Kerry Lee Powell is a Canadian writer. Her works include the poetry collections The Wreckage (2013) and Inheritance (2014), as well as the short story collection Willem de Kooning's Paintbrush.

Powell was received multiple honors for her writing. In 2013, her short fiction won The Malahat Review’s Far Horizons Award for Short Fiction and the Boston Review’s Aura Estrada Short Story Contest. Inheritance was a finalist for the 2015 Gerald Lampert Award. The following year, Willem de Kooning's Paintbrush was shortlisted for the Rogers Writers' Trust Fiction Prize and the Governor General's Award for English-language fiction, and was longlisted for the Scotiabank Giller Prize. In 2017, Willem de Kooning's Paintbrush also won the Mrs. Dunster's Fiction Prize, and was a finalist for the Alistair MacLeod Prize for Short Fiction.

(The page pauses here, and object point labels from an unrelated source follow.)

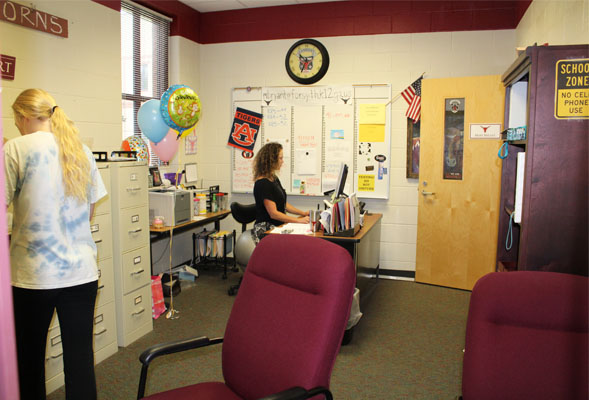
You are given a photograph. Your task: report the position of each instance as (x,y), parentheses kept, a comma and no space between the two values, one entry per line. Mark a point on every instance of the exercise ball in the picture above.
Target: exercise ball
(244,247)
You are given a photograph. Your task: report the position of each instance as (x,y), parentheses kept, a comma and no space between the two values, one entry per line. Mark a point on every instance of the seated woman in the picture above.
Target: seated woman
(271,204)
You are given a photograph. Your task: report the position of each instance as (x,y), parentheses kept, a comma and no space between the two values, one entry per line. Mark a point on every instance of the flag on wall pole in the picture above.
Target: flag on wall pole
(412,96)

Powell was born in Montreal. She has stated that her interest in writing about trauma due to her upbringing. Her parents had a significant gap in age, and her father fought in World War II, from which he developed post-traumatic stress disorder. He died by suicide when Powell was 18 years old. Powell has resided in Australia, Antigua, and the United Kingdom, where she studied Medieval and Renaissance literature at Cardiff University. As of 2016, she lived in Moncton, New Brunswick.

== Books ==

=== Short story collections ===

- Powell (2016). "Willem de Kooning's Paintbrush"

=== Poetry collections ===

- Powell (2013). "The Wreckage"
- Powell (2014). "Inheritance"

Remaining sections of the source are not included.